Studio album by Gloryhammer
- Released: 31 May 2019
- Genre: Power metal
- Length: 49:30
- Label: Napalm
- Producer: Lasse Lammert

Gloryhammer chronology
| Space 1992: Rise of the Chaos Wizards (2015) | Legends from Beyond the Galactic Terrorvortex (2019) | Return to the Kingdom of Fife (2023) |

Singles from Legends from Beyond the Galactic Terrorvortex
- "Gloryhammer" Released: 12 April 2019; "The Siege of Dunkeld (In Hoots We Trust)" Released: 10 May 2019;

= Legends from Beyond the Galactic Terrorvortex =

2019 album by Gloryhammer

Legends from Beyond the Galactic Terrorvortex is the third studio album by the British power metal band Gloryhammer. It was released on 31 May 2019. It is the final album to feature vocalist Thomas Winkler.

==Story==

After Earth was destroyed by the Hootsman in order to stop Zargothrax from summoning the Elder God Kor-Virliath, Zargothrax flees into the resulting wormhole ("Into the Terrorvortex of Kor-Virliath"). Angus McFife XIII follows him, and arrives in an alternate 992 A.D. Zargothrax arrived in the distant past, and, having conquered Dundee and the Kingdom of Fife, lays siege to Dunkeld ("The Siege of Dunkeld (In Hoots We Trust)"). Angus attempts to stop Zargothrax but quickly finds that the Hammer of Glory has no power in this dimension. While Angus flees, Zargothrax proclaims himself emperor and commands Ser Proletius, corrupted by the Knife of Evil, and his Death Knights of Crail, ordering them to slaughter more peasants in Auchtermuchty ("Masters of the Galaxy").

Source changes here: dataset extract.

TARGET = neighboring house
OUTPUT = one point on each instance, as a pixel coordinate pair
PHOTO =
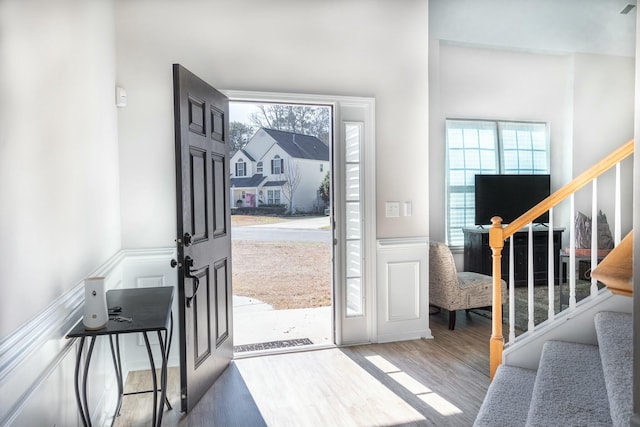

Angus McFife is told about a resistance far north in the valley of Achnasheen, the Land of the Unicorns. Upon reaching the resistance, he is met by Submarine Commander Ralathor, the hermit of Cowdenbeath ("The Land of Unicorns"). Ralathor tells Angus that he needs to charge his hammer by bringing it to the sun of this world; to do so, Angus must find the Legendary Enchanted Jetpack ("Power of the Laser Dragon Fire"). Angus quests away to acquire the jetpack ("Legendary Enchanted Jetpack"), and uses it to fly into outer space, where he recharges the Hammer ("Gloryhammer"). Returning to Fife, the resistance gathers aboard a flying submarine, the DSS Hootsforce ("Hootsforce"). They fly off to engage the forces of Zargothrax ("Battle for Eternity").

Zargothrax prepares a ritual tied to an imminent solar conjunction in order to ascend to godhood. While Ralathor destroys the Death Knights, Zargothrax mocks Angus and Ralathor, and declares his victory inevitable. Then, the Hootsman descends from the heavens; the Hootsman did not die in the destruction of Earth, but merged with the fabric of reality and became the god of this alternate universe. With the Hootsman's power and the Hammer of Glory, Angus and his allies kill Zargothrax.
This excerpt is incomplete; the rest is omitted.